The protagonist also talks about 'extensions' into the
screen that are similar to 'phantom limbs', so that
the screen becomes an extension of the participant's
hand. Touching the screen encourages the sprouting of
phantom limbs, virtual connections between viewer and
image.
If Marion's torso is
touched, the video image on the disc
goes to a bar where the viewer can select one of three
characters, Marion, a Demon or a Voyeur, to follow through
interactive fiction that has a video component. If viewers
touch Marion's legs, they enter a garden sequence in
which they can follow Marion, a Zen Master, an Unknown
Path or a Demon. Selections are made via images that
have been photographically scanned onto the touchscreen.
In the garden, for example, the image on the touchscreen
is a hand that jumps forward depending upon selections,
and that allows the viewer to follow the lines on the
hands to different routes. The participant usually follows
a character or a segment to a fork in the road. At this
point, the disc automatically stops, requiring a selection
to go left, to go to the right, to return to the first
segment of the disc, or to repeat the segment just seen.
At
certain instances viewers can see, close up, what they
have just passed. For example, Marion runs past a bush
that, examined closely, reveals a spider weaving a web.
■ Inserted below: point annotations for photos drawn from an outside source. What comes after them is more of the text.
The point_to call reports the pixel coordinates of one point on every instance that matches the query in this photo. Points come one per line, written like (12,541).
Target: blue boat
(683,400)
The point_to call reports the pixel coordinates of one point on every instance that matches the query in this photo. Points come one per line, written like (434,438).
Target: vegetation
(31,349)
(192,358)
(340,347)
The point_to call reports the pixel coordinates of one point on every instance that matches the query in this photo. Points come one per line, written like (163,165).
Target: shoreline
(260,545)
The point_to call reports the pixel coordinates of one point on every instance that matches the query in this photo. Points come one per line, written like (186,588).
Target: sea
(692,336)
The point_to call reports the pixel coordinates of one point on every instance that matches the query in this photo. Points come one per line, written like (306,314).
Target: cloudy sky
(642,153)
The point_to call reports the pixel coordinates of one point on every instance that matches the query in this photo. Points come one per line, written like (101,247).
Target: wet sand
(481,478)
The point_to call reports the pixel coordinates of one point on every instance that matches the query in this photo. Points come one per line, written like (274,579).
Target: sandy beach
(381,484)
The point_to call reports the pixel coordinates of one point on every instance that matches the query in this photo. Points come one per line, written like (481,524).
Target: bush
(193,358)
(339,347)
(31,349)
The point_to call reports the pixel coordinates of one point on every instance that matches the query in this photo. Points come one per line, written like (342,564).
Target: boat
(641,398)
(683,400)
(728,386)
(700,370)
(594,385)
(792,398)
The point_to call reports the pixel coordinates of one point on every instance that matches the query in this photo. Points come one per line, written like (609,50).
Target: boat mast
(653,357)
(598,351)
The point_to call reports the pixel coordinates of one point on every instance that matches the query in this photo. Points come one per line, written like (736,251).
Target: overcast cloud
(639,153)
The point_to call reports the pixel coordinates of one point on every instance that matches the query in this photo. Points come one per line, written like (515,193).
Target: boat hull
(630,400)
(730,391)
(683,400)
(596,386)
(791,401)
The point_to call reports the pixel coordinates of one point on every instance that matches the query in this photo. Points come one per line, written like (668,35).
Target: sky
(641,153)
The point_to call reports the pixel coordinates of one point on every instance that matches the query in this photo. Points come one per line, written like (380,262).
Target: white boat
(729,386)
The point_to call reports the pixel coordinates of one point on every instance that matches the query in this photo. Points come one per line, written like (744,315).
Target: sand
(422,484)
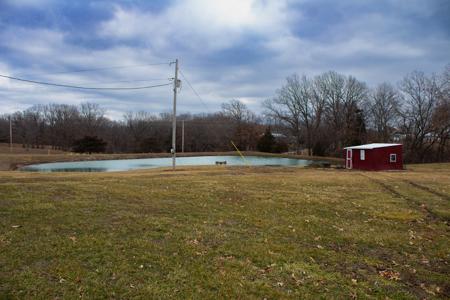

This allows new perceptions of the same scene, depending
upon the speed at which it is seen. In some instances
words are flashed on the screen for just three frames,
forcing the viewer to go back slowly to see what was
written. At other points lines are spoken backward,
forcing the disc to be played in reverse. Whilst the
Demon and Zen Master are played by the same actor, indicating
different aspects of our personalities, suggesting that
the same even can appear frightening or enlightening,
depending upon its context.
A
surveillance camera was programmed via a Fairlight to
be switched 'on' when a cameraman's shadow is seen.
The viewer's image instantaneously appears on the screen,
displacing and replacing the image. This suggests 'transgressing
the screen' being transposed into 'virtual reality'.